Le rapport Williamson a été bouclé le 28 juillet, à un moment où l’attention de l’opinion publique internationale est attirée par d’autres drames. Sa publication n’a donc donné lieu qu’à très peu de commentaires médiatiques – en France, par exemple, de simples entrefilets dans Le Monde ou Libération, tandis qu’il faisait pourtant les gros titres de la presse britannique, allemande ou autrichienne.
Le rapport très détaillé de Dick Marty évoquait l’arrestation extralégale et la déportation de « plusieurs centaines » de civils serbes et roms du Kosovo vers l’Albanie, dans les semaines qui ont suivi la fin de la guerre, en juin et durant l’été 1999. Certains de ces prisonniers auraient été tués pour alimenter un trafic d’organes, principalement de reins – le rapport n’accorde cependant qu’une place relativement limitée à cet aspect et Dick Marty a confirmé le nombre « modeste » de cas évoqués par Clint Williamson. Le rapport décrit surtout un véritable « archipel » de centres de détention, dans lesquels ces prisonniers serbes auraient été détenus, parfois en compagnie de « collaborateurs » albanais supposés – en fait, le plus souvent de simples adversaires politiques du petit groupe dirigeant l’UÇK. L’existence de ce réseau de camps avait déjà été établie en 2009 par l’enquête des journalistes Altin Raxhimi, Michael Montgomery et Vladimir Karaj (lire ici les conclusions de leur enquête).
Tortures et mauvais traitements étaient systématiques, mais le sort final de ces détenus variable : certains Albanais ont été exécutés, d’autres relâchés. C’est, par exemple, le cas de Z. Z., cité comme témoin protégé dans le procès de ses anciens tortionnaires, et que nous avions rencontré en février 2011. Z. Z. a séjourné deux mois et demi dans le camp de Cahan, un village très difficilement accessible du nord de l’Albanie, situé à quelques heures seulement de marche de la frontière du Kosovo.
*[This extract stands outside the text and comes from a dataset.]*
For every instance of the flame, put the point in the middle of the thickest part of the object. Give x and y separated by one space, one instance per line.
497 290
L’UÇK avait pris ses quartiers dans le village, transformant une petite caserne abandonnée par l’armée albanaise en centre de détention. Z. Z. évoque des mauvais traitements systématiques et des actes graves de torture. Certains détenus étaient forcés à avoir entre eux des relations sexuelles, d’autres ont subi des simulacres d’exécution. « Je suis probablement le prisonnier resté le plus longtemps à Cahan, et je n’ai vu que des détenus albanais », précise-t-il cependant, tout en assurant avoir vu passer à Cahan les chefs les plus importants de l’UÇK, notamment Hashim Thaçi.